Auckland is warmer but wetter. A lot of people say it is sub tropical but I don't think so. We had an awfull summer last year with rain almost everyday and not always warm. Not much in the way of scenery but there are some nice beaches and the Waitakare ranges are nice. If you are from a UK city you will probably find that Auckland feels more like a large town.

Watch out for houses whether renting or buying as few have good insulation and prices are very high.


----------



## lorgnette

Yes, normally it is tough to receive responses to applications end of year as corporations slow down and and recruiters wait until past new year's holidays to update hiring decisions. One huge telco firm has a mandated family holiday period from early Dec to mid Jan. I recommend that if for any reason your husband does not like his interview to apply again in mid Jan rather than Dec. 

Your husband might notice that more residents are moving away from Christchurch because of the quakes, and houses are not built to withstand the shocks unlike Japan. Accommodation choices will be plentiful. A couple airlines had stopped flying directly to Christchurch.

When you move there, and drive past Wellington, visit Woolsworth and HK bbQ duck deli. Similar to other parts of NZ Wellington is just simply beautiful and we stay close to Botanical gardens quietly watching the flowering varieties in season. Rose garden is fabulous in buds and in bloom. Rotorua hotsprings pool relaxes the whole mind/body. Opposite across the road of a Korean inn is a bakery with a wide choice of fresh, piping hot pies. Wonderful refreshing pleasant breakfast surely!

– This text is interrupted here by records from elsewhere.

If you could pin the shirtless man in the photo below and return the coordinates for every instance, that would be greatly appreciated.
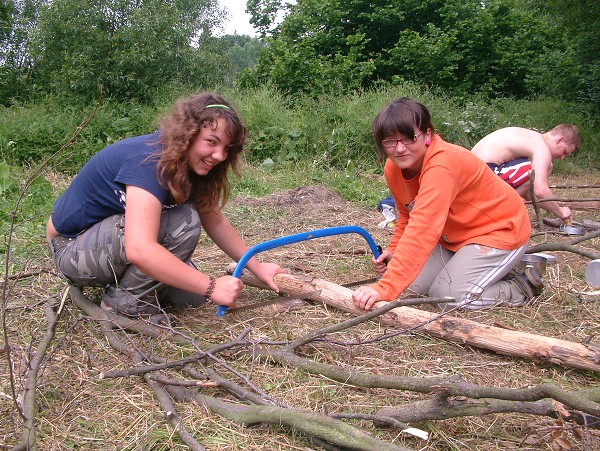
(512, 152)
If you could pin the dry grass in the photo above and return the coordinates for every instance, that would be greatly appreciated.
(77, 409)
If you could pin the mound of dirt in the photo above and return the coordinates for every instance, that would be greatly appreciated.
(304, 198)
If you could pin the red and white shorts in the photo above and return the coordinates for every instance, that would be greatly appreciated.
(515, 172)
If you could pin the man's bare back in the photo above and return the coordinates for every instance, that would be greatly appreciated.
(510, 143)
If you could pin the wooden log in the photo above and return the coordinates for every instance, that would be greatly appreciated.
(502, 341)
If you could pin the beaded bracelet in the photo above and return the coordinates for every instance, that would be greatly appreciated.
(211, 288)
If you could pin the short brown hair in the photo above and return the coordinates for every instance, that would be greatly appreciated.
(400, 116)
(568, 131)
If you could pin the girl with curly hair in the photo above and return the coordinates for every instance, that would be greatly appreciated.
(131, 219)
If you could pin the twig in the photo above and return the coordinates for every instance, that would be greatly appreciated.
(29, 408)
(310, 423)
(169, 409)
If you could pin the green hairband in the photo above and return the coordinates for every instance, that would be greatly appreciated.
(216, 105)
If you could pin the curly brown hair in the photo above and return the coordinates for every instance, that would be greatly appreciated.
(177, 132)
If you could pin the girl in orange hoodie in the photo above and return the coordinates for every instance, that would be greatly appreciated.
(460, 228)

Good luck with the interview!


----------



## lorgnette

To decide UK and NZ, it depends what you are looking for and what you are used to.

If you are looking for more consumer choices, more leisure activities and more destinations by train/car then I will pick UK.

If you are planning a quiet leisure family lifestyle, fresh, beautiful open space quality of life, less graffiti then many parts of NZ will fit.


----------



## topcat83

lorgnette said:


> .... houses are not built to withstand the shocks unlike Japan. ....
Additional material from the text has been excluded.